2019 was the most sampled year, and the development of quantile chl-a concentrations during that year’s growing season is depicted in Figure 2. Although no data is available for March, the results show elevated chl-a concentrations during the spring bloom, particularly near the Dutch coast. However, the sparse spatial distribution of samples makes it difficult to discern broader patterns across the entire SNS area.

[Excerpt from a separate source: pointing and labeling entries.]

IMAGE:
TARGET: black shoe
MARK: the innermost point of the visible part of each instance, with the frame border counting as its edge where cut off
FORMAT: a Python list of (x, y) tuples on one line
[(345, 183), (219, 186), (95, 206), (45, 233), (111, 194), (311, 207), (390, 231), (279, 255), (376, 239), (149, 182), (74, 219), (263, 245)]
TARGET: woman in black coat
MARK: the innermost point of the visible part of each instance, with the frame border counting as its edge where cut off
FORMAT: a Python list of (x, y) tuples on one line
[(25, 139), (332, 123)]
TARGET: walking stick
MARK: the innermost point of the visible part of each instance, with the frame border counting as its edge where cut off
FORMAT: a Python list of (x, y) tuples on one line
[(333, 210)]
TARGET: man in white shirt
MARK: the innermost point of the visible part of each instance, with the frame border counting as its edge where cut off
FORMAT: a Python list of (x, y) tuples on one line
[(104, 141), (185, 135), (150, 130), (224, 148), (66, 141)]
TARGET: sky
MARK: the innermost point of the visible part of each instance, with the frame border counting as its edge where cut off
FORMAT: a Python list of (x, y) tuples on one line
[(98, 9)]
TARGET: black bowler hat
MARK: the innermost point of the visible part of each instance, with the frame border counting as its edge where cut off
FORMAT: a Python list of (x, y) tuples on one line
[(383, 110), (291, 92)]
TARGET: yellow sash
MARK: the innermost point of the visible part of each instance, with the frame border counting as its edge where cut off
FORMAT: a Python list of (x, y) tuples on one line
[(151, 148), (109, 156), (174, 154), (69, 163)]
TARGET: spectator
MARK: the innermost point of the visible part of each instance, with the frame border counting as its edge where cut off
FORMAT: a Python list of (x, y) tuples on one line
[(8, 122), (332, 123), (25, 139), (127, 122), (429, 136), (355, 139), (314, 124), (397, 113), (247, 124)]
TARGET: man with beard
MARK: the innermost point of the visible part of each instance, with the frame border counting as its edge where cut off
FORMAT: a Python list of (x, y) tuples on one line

| year | chl-a (mean) | chl-a (sd) | n | n months | n days |
|---|---|---|---|---|---|
| 1998 | 4,76 | 4,18 | 43 | 7 | 23 |
| 1999 | 18,90 | 15,83 | 128 | 4 | 15 |
| 2000 | 10,85 | 10,26 | 39 | 3 | 7 |
| 2001 | 6,54 | 6,70 | 78 | 7 | 37 |
| 2002 | 5,04 | 3,85 | 99 | 7 | 41 |
| 2003 | 6,80 | 8,59 | 108 | 7 | 43 |
| 2004 | 5,98 | 5,68 | 107 | 7 | 35 |
| 2005 | 4,80 | 5,08 | 103 | 7 | 40 |
| 2006 | 4,23 | 4,00 | 102 | 7 | 47 |
| 2007 | 4,91 | 5,82 | 80 | 7 | 39 |
| 2008 | 4,60 | 6,62 | 65 | 7 | 36 |
| 2009 | 3,38 | 4,63 | 94 | 7 | 46 |
| 2010 | 2,93 | 3,23 | 92 | 7 | 35 |
| 2011 | 4,17 | 4,93 | 103 | 7 | 46 |
| 2012 | 2,55 | 2,38 | 117 | 7 | 50 |
| 2013 | 2,51 | 3,17 | 106 | 7 | 46 |
| 2014 | 3,39 | 3,33 | 110 | 7 | 43 |
| 2015 | 4,25 | 4,11 | 107 | 7 | 47 |
| 2016 | 4,97 | 7,63 | 100 | 7 | 44 |
| 2017 | 4,15 | 6,37 | 90 | 7 | 43 |
| 2018 | 3,87 | 4,30 | 101 | 7 | 50 |
| 2019 | 2,75 | 4,66 | 131 | 6 | 56 |
| 2020 | 2,48 | 2,03 | 117 | 7 | 51 |
| 1) N is based on unique samples per site and timestamp, replicates are not considered. | |||||


2.2 Earth Observation data
EO data is extremely well sampled throughout the SNS assessment area (Table 2), with millions of measurements that span the entire duration of the growing season. All months, and almost all days, are sampled during each year in contrast to the in-situ data (Table 1). For more background on the acquisition of EO data, see Van der Zande et al. (2019)3) and Lavigne et al. (2021)4).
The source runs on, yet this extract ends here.